Usually most nights ended when we were literally too messy to even talk, let alone deliver a coherent verse. Perhaps Danny and Dylan would have an argument about who was the DJ for the group and Dylan would storm out with his portion of the equipment. Either way, some times we would walk back to Kingsland and Morningside and drop some straights along the way, likely in Spraykote ‘Azure Blue’ or some ‘Dazzle’ – That’s what graffiti was to me then. It wasn’t structured or overly ambitious, it was just part of our chosen ‘lifestyle’.

I have to credit a small handful of people for really changing my outlook on graffiti around that time. Firstly, my friend Vinnie who wrote ‘Duck’ and another friend Liam who wrote D.Dare (after comic character Dan Dare) but eventually he changed it to Skare. They were the first people to show me ‘Subway Art’ and my first friends that started really drawing pieces with any real vigour. About this time Cripes (MCF) started attending our school – and he was another one with a very natural style and a lot more understanding of what graffiti was supposed to look like. About this time we actually consciously started thinking about doing pieces and wondering where and how to acquire enough paint to do so. About the same time, Webs was coming to a similar conclusion and he did a few basic bits and pieces around. This in turn motivated me to find some paint and do something slightly more elaborate than a tag – I did a filled in scroll with tags inside it and drop shadow. It could possibly have been the wackest thing ever painted in spray paint. Through Webs I met a kid named Shawn, who had spent some time at school in New York. He was interested in the same music as us and also dabbled a bit with graffiti. He introduced us to his friend who would eventually become known as Ikon RTR. From that point, literally everything changed.

To Be Continued…



comment

Fuck yea, nice update, really digging reading these man. I find theres something hugely satisfying in learning not only a personal history but somewhat of a NZ graff history, really humanises the art form, which I really think Graff needs(If that makes sense). Also makes me think of all the other founding stories there must be out there… Thanks for taking the time to write it all down.

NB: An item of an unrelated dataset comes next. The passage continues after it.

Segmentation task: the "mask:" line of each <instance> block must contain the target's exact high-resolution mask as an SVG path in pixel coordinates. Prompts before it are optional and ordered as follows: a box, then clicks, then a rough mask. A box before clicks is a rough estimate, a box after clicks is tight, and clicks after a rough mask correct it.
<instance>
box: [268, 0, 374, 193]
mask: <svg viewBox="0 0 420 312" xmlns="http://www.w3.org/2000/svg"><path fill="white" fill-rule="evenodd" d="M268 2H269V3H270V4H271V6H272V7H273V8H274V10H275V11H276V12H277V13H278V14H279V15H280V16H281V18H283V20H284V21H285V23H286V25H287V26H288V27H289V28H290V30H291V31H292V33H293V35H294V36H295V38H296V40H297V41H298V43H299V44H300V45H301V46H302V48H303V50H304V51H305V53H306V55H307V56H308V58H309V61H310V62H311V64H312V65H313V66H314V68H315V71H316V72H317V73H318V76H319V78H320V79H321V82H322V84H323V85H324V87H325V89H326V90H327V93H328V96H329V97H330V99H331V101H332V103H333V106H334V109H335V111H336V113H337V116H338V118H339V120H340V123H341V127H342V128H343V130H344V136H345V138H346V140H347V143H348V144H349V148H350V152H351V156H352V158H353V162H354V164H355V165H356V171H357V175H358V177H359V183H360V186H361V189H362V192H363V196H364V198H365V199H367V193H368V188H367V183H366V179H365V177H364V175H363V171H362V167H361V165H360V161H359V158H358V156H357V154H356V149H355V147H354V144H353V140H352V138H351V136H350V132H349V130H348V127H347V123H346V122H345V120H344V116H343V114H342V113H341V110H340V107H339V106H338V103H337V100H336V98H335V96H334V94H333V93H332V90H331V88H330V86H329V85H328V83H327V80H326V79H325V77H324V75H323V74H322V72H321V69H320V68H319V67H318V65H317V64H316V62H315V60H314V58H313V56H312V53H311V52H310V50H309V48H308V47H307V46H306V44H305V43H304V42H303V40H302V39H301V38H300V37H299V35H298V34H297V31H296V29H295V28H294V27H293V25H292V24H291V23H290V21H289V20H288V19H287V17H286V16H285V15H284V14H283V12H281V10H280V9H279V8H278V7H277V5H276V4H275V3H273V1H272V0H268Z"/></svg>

Az ( May 20, 2010 at 3:39 pm )

Nice read Elz. Your ability to recall as much as you have is awesome and the stories that you have help to solidify your background and shed light style and reputation. Looking forward to the next chapter. Keep up the good work!

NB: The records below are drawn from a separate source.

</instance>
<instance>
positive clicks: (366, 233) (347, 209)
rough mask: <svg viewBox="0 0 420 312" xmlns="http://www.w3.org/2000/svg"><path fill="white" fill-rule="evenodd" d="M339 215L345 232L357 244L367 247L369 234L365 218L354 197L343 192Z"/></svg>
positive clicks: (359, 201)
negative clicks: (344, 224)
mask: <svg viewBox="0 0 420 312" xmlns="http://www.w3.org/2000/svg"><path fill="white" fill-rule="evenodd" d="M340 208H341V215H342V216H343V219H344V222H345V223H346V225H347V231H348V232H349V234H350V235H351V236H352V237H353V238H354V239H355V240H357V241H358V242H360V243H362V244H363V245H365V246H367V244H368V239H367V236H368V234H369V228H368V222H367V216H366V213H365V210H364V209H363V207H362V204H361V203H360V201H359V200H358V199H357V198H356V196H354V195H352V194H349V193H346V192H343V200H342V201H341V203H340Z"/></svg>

RImoni ( May 20, 2010 at 11:02 pm )

Great read man,soo remember that GURU album back in the day “JAZZMATAZZ” – My favorite track was “Loungin”…remember playing the bass line on my first ever left -handed SAMICK bass guitar….. sweet memories! – G

Mr G ( May 20, 2010 at 11:43 pm )

Bro, another dope chapter. Keep it up!

Manuel 'Bundy' Matisi ( May 21, 2010 at 1:29 am )

Good writing and a great trip down your memory lane that reminds me of my memory lane …I love every single one of those albums and owned at some stage nearly all of those albums to ..golden days!!

Peap ( May 21, 2010 at 6:10 pm )

That photo in your room is so cool,it reminds me so much of that era.

Chains was my ‘graffiti’ song, it was the same time I was discovering the graffiti movement in Auckland central.
It reminds me of Mt Eden station, New Market butter factory, Morningside, Kombat Zone, old TV3 building, Bomb lane, Luna bar, Boston tunnel, and even the Eastern corrider.
As I would walk the tracks in the dead of night or the day, this song would play in my head.

Props to DLT and Che fu. Ground breakers!